Depuis le mois d'avril, un accord de coopération permet aux autorités locales et aux services de police de contrôler ces obligations.

La plupart des p.-v. dressés le mois passé (831 soit 60,6 %) concernent en réalité le non-remplissage du Passenger Locator Form (PLF). Un non-respect qui peut être constaté par la mise en place de contrôle aux frontières.

En 2e position arrive le non-respect de l'obligation de test avec 277 p.-v. dressés. "Sur la base des données spécifiques du formulaire PLF, une liste de personnes est remise à la police pour contrôle", explique le ministre. "Cette liste contient les voyageurs qui ne se sont pas soumis à un test de dépistage à leur arrivée en Belgique.

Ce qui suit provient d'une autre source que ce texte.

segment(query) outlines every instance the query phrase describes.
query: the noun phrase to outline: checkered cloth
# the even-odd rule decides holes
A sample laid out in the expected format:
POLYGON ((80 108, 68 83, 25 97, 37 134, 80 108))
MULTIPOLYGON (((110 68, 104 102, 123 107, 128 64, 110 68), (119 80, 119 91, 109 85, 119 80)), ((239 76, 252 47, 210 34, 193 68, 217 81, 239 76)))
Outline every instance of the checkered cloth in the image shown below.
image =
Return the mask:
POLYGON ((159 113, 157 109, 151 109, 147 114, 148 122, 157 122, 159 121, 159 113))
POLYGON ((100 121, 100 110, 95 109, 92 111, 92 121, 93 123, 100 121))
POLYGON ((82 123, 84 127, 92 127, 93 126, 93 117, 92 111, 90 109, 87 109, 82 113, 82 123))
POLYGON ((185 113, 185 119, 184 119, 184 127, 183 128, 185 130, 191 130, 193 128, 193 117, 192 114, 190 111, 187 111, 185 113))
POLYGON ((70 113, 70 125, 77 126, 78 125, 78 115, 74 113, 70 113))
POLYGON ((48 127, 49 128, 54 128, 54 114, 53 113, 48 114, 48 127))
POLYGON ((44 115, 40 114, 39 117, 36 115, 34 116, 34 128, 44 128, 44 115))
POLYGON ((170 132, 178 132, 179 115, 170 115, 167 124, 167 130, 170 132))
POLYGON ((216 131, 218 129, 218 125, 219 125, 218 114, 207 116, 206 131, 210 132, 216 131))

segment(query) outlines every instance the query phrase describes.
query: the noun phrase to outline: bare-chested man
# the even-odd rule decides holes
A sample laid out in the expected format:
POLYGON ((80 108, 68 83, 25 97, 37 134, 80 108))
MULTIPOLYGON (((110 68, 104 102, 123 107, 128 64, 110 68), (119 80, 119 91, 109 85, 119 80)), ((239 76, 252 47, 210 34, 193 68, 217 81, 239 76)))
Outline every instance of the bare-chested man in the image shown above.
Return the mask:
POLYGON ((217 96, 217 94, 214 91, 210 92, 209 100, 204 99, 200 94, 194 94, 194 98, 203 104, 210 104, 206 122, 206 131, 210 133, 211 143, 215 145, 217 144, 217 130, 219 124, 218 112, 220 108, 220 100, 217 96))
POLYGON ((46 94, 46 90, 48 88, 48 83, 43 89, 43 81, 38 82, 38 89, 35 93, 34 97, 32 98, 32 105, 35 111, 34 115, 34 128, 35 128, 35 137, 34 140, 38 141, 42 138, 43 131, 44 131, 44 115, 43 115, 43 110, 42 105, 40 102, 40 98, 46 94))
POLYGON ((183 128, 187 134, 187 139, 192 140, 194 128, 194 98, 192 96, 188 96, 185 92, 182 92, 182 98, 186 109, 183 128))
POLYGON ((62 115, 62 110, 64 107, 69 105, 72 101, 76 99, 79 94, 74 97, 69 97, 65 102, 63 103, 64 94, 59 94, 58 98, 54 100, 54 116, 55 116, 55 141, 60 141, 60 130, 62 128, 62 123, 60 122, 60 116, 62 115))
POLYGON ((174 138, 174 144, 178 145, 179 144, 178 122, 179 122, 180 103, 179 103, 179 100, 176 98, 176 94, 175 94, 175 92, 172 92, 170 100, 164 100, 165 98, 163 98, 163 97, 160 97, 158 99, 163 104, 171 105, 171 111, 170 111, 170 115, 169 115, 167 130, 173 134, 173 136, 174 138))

La police effectue des contrôles aléatoires sur la base de la liste susmentionnée et rédige un rapport officiel en cas de résultats positifs".

Toujours selon le ministre, 83 % des voyageurs de retour de l'étranger se font bel et bien tester.

Finalement, les p.-v. pour non-respect de la quarantaine constituent une minorité : on en dénombre que 82 sur les 1.371, soit moins de 6 %.

"Ce n'est que lorsqu'il y a des indications ou des soupçons qu'une personne ne respecte pas la quarantaine obligatoire et qu'elle peut donc représenter un risque pour la santé publique que ces informations sont transmises à la police locale pour un contrôle plus poussé. La police est alors disponible pour prendre des contacts supplémentaires et éventuellement rédiger un rapport officiel", explique le ministre.